At the beginning of 2010 Angela Merkel caused a surprise as she adopted this idea, first used by François Mitterrand, which had until then remained a vague one. Angela Merkel intended to provide it with a meaning that was more in line with Germany's expectations: the enhancement of the rules governing budgetary discipline linked to the establishment of more automatic surveillance mechanisms. This view mainly inspired a series of regulations and directives put forward by the Commission and approved in September by the European Parliament, together with the launch of the European Semester, which allowed the Commission and the Council to issue opinions on national budget drafts. During the Franco-German Summit of August 2011, Angela Merkel and Nicolas Sarkozy added a political dimension to the debate by suggesting the formation of a council comprising eurozone Heads of State and government, who would meet twice each year, with as its leader, a stable chair, elected for two and a half years. In September 2011 Jean-Claude Trichet said he wanted to launch a "confederal government with a confederal finance minister who would be able to underwrite overall governance at the heart of the eurozone and impose decisions." To turn this idea into a reality the Presidencies of the Commission and the European Council might be undertaken by one person only, which the present treaties do not rule out. 
. Likewise the European Commissioner for Economic and Financial Affairs might chair the ECOFIN Council. With a system like this it would be easier for the EU to express itself as one in the international institutions, as it does already at the WTO via the European Trade Commissioner.
Some important steps have therefore been made. However the foundations of European economic government are weak in two ways: the non-involvement of parliaments and the fact that this government does not have its own budgetary means of intervention. To remedy the first problem national parliaments and the European Parliament might be involved more in the European Semester and in European budgetary decisions. Alain Lamassoure 
, chair of the budget committee at the European Parliament suggested the creation of an inter-parliamentary conference involving national parliament and European Parliament representatives.

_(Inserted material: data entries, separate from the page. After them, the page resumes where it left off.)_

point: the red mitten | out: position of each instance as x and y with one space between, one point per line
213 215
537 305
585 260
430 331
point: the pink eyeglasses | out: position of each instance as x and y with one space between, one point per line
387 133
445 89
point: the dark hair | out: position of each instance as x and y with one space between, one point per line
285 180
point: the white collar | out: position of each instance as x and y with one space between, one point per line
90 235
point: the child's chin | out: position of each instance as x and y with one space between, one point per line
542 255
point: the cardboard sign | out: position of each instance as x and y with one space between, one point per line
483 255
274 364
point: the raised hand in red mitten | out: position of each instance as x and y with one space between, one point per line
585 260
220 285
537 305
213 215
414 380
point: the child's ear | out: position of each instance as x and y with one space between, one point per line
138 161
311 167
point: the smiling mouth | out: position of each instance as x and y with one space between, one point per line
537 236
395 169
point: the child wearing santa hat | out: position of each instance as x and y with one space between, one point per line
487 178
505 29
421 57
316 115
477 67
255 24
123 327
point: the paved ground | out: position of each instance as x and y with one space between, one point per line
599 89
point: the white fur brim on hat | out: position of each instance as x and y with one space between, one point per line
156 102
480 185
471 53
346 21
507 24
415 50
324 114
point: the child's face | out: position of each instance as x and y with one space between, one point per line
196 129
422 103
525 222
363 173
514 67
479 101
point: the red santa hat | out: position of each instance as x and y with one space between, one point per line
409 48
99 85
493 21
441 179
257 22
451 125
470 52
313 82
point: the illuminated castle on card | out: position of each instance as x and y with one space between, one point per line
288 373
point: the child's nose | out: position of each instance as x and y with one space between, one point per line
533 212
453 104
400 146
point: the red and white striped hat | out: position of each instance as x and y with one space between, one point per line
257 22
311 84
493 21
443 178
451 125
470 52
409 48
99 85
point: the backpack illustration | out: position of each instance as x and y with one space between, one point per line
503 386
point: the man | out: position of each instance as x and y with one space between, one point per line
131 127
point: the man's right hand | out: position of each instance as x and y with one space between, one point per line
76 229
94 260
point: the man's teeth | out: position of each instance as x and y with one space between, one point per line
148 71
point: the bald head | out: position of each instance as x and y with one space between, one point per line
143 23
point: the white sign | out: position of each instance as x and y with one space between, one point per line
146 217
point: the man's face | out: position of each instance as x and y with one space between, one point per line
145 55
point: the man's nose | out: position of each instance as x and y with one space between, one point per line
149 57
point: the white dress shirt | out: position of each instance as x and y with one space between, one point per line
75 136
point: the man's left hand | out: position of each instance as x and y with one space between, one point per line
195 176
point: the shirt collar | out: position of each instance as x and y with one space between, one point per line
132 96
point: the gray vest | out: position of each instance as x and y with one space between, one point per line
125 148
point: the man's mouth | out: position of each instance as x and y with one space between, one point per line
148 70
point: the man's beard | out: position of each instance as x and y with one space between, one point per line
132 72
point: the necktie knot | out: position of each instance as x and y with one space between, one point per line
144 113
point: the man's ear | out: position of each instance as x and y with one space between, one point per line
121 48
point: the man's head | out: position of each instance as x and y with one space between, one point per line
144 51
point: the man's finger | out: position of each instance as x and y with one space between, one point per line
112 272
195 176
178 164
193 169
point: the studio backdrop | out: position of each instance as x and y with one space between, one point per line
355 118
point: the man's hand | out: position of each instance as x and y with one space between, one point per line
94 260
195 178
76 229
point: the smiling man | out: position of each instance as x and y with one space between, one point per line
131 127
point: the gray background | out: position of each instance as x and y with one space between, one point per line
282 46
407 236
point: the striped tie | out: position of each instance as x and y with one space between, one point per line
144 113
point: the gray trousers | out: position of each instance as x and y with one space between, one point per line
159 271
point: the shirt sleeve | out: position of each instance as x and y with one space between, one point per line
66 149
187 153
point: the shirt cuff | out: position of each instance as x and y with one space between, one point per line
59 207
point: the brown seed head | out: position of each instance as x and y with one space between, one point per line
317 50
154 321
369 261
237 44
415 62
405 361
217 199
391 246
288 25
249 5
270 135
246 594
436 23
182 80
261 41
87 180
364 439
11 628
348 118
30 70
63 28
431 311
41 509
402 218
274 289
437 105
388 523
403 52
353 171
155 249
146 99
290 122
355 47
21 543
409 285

To remedy the second problem we might consider increasing European budgetary capabilities, which might take place in several different ways: the funding of investment projects via European loans (project bonds), the creation of a European treasury and the pooling of part of Member States' debts (eurobonds) – probably with a bonus-malus scheme to reward the most virtuous States in terms of their budgetary policy 
–, an increase in the European budget or an increase in the EIB's lending capacities. However it will be in this area that progress will technically and politically be the most difficult to achieve.
As the European economy dances on the edge of the abyss, economic policy is becoming increasingly federal in nature. However this has revealed a problem in that the latter is not based on any prior model and that it does not have the required political legitimacy. If we want European policies to make sense again we have to provide them with vital substance and have the courage to debate their content in public so that real European economic governance can emerge.